As anyone who has tried to extract the values from a chart in a published article knows, there is a difference between a picture and the raw numbers that underlie it. FDA argues that “the contribution of patients who participate in clinical trials should be maximized for the benefit of society.” However, there are potential additional privacy costs to patients regarding their medical information. Privacy challenges may stem from a variety of different sources, including: 1) the evolving technology that may allow reidentification from previously disparate, non-identifying sources and 2) the impact on this information on related persons who have not consented for the release of their information.

For instance, current pattern-matching technology has severe limitations on the ability to recognize faces in photographs. Thus, broad distribution of photographs of people may not compromise their identities, because the search cost to re-identify the data does not justify the expenditure of time or effort. However, if the technology for automated facial recognition becomes available, the cost for the reidentification drops and at some point may make it cost effective. The release of information in a format that is not currently reindentifiable does not preclude reidentification in the future, even the near future. With the development of large commercial databases, so called “Big Data”, the potential to reidentify patients becomes increasing viable.

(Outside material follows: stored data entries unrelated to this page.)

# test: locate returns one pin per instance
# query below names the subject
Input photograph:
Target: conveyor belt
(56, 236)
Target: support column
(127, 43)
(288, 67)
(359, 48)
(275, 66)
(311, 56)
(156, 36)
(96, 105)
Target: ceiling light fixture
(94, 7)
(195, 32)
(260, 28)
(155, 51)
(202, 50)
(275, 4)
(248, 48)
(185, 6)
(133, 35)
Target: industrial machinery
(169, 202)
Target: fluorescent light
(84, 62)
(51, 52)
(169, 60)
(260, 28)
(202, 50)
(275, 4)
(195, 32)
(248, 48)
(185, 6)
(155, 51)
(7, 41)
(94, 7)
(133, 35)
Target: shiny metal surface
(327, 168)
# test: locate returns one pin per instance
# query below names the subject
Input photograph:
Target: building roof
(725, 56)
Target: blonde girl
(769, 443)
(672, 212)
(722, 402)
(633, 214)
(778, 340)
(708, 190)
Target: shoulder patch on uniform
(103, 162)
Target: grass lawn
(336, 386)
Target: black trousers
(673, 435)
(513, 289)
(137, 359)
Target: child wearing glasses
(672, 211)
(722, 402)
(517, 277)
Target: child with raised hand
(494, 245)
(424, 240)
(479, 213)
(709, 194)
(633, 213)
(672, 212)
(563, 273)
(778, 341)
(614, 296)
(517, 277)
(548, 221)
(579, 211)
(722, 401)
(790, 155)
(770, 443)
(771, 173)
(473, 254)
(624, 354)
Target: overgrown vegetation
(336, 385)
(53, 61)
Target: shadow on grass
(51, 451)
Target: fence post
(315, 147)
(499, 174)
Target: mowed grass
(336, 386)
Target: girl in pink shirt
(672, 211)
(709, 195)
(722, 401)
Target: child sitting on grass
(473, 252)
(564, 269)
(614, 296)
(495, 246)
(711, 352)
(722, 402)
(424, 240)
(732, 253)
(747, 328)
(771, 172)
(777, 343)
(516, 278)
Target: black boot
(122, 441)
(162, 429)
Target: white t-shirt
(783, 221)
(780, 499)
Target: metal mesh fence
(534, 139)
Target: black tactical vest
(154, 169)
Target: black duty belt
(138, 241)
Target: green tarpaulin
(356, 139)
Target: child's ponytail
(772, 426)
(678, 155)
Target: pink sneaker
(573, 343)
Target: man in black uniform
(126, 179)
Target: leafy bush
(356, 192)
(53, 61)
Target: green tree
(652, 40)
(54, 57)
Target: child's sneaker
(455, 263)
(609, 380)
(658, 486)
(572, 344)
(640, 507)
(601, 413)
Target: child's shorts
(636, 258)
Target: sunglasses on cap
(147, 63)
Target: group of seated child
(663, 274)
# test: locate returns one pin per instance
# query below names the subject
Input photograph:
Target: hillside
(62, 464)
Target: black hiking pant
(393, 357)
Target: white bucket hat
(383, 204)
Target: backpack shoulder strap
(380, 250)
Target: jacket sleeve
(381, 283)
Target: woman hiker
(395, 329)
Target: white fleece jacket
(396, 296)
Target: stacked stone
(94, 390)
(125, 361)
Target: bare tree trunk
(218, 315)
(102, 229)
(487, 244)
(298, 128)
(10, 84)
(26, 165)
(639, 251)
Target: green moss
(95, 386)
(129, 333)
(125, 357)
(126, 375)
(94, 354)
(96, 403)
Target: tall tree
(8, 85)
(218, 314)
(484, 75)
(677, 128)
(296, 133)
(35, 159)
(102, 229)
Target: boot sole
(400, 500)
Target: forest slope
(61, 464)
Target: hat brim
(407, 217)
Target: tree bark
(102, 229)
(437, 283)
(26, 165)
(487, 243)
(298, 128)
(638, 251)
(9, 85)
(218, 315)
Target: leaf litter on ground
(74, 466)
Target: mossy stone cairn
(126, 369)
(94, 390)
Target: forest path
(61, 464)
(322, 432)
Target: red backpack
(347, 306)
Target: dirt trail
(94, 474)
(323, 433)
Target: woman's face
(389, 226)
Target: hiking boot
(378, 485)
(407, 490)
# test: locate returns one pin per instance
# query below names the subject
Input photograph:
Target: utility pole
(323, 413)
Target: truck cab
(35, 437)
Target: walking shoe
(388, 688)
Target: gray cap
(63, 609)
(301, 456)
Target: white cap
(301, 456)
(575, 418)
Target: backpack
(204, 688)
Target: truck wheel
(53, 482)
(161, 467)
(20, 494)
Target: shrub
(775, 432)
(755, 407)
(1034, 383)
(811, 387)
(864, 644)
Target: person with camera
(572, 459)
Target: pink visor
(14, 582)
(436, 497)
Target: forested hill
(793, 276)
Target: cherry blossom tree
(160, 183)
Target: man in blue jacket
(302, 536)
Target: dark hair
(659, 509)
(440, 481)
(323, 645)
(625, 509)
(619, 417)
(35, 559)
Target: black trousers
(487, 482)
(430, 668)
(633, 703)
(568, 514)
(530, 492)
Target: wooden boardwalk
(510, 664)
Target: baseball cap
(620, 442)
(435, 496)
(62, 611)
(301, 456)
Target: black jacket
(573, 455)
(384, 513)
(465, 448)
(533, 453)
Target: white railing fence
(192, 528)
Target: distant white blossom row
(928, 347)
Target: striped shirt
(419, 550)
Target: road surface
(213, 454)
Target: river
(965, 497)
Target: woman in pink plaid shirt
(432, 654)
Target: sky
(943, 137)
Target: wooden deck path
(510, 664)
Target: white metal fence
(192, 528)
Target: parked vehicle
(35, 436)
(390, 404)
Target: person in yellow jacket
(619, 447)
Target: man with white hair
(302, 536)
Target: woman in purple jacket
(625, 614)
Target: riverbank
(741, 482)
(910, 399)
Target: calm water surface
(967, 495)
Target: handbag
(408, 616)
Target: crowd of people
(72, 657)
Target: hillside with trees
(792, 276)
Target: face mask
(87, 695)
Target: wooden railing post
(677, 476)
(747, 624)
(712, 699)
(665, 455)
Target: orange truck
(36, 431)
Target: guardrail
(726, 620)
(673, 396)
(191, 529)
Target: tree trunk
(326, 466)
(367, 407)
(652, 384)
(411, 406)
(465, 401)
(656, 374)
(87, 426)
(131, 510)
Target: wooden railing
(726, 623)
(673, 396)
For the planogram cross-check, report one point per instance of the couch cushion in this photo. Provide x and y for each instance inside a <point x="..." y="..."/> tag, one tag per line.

A typical chest CT, for example, will include physiological information that will allow the estimation of height, weight, sex, and age of the patient (like a prenatal ultrasound). Such estimates are not currently automated but could reasonably be automated in the future. Identification of the scanner and the scan date will further limit the number of potential individuals. If the facility is a cancer facility then a search through the commercial databases may find the names of persons with those characteristics who rented a hotel or made credit card purchases for parking nearby only around the period in question. If the person has put that they had cancer in a blog or Facebook page, then that could be correlated with any diagnosis from the CT. This reidentification can be achieved even if all textual patient information is scrubbed from the record. The very power of data correlation that allows extraction of useful medical hypothesis from these data sets, therefore, may also drive the destruction of privacy.

Informed consent is a basic principle of ethical, modern, medical research. However, as data accumulates, the information begins to read not just on the person who provided the consent but on their children, siblings, and parents. Someone with late stage cancer may have very different privacy concerns about the use of the data than that person’s grandchild, who bears a gene putting them at heightened risk for the same disease. The Genetic Information Non-discrimination Act (“GINA”), for example, provides some protections for personal information, and the harms to date have been more theoretical than practical.

Given the potential risks, additional precautions may be proposed to help further protect patient-identifiable information. For example, FDA could impose a registration requirement to provide more limited and identifiable access and use of the datasets. Such registration requirement would seem unlikely to deter legitimate researchers in academia or industry, who would have little or no interest to reidentify patients and would view such processes as an ethical violation. FDA has asked for comments to be submitted by August 5, 2013, which may propose other safeguards while permitting more disclosure of clinical data to help further medical research.